½ teaspoon baking soda 

1 teaspoon baking power 

1 3/4 cups cassava flour  (I use Otto's Naturals)

½ cup coconut flour 

½ cup sweet potato starch (can substitute with tapioca)



3 tablespoons pumpkin purée 

3 tablespoons butter, softened 

¼ cup coconut palm sugar 

1 teaspoon cinnamon    

½ teaspoon pumpkin pie spice


  1. Heat 1/4 cup warm water to warm, but not hot. Mix yeast, one tablespoon coconut palm sugar and water together and set aside for the yeast to bloom.

  2. Beat eggs, softened butter, vanilla, pumpkin pie spice, baking soda, baking powder and 1/4 cup coconut palm sugar together in a mixing bowl.

  3. Sift in coconut flour, 1 cup cassava flour and sweet potato starch. Mix in stand mixer for a few minutes. Add 3/4 cup of cassava flour slowly until dough comes together.

  4. Roll dough into a rectangle about 1/4'' thick. Make sure to roll the dough out on parchment paper!

  5. Cream the filling ingredients together and thinly spread onto the dough.

  6. Take the parchment paper and slowly roll the rectangle into a pinwheel.

  7. Cut the formed log into 8 separate pieces 2-3'' long. Place cinnamon rolls into 8x8'' baking dish. Set the rolls a 1/4'' apart from each other. Placing the rolls close will result in a doughier texture.

  8. Bake cinnamon rolls at 325 degrees for 22 minutes. Let cinnamon rolls cool completely or the texture will be gummy. Once cooled frost with desired frosting and enjoy!

Dairy-Free, Non-Paleo Frosting 

2 oz. coconut milk cream cheese (recipe here)

½ cup powdered sugar 

3 tablespoons butter

Whip together with an electric mixer.

Paleo Frosting 

2 oz. coconut milk cream cheese (recipe here)

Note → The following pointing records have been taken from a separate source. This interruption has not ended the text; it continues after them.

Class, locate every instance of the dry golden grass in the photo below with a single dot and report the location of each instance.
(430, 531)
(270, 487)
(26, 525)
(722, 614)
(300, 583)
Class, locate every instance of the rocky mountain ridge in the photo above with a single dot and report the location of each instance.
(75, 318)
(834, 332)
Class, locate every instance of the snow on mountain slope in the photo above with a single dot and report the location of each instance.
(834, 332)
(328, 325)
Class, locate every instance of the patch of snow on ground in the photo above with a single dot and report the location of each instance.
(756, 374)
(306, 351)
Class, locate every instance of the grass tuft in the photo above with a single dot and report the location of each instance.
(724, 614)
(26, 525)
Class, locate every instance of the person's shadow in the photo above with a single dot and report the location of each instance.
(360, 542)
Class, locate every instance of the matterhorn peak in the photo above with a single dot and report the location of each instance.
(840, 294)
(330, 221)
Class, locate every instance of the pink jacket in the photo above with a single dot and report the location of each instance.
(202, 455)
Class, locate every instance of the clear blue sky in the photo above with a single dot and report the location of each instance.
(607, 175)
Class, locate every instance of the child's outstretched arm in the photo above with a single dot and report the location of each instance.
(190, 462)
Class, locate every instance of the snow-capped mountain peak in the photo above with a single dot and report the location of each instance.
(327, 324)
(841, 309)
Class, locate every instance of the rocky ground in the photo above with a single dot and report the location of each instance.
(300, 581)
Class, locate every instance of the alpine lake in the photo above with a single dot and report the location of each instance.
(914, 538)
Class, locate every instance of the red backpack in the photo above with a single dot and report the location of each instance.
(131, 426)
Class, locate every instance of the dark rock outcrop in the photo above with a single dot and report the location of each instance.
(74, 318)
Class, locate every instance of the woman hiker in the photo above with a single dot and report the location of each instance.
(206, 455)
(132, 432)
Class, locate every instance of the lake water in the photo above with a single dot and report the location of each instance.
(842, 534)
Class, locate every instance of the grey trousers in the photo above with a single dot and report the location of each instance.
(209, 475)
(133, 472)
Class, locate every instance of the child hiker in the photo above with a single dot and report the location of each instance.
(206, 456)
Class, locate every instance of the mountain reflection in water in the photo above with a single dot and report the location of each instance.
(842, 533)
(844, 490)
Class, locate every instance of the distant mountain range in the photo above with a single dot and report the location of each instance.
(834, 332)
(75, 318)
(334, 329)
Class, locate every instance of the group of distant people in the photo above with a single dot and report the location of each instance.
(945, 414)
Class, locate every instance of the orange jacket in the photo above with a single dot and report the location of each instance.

2 tablespoons maple syrup 

3 tablespoons butter

Whip together with an electric mixer.

Paleo Buttercream Frosting 

4 tablespoons butter 

2 tablespoon maple syrup 

1 teaspoon vanilla

Whip together with an electric mixer.

*Notes: Heating the rolls up for a few seconds will turn the frosting into a glaze if you prefer that type of frosting. I personally like to warm my cinnamon roll and then frost it. I would consider this a treat, not a breakfast.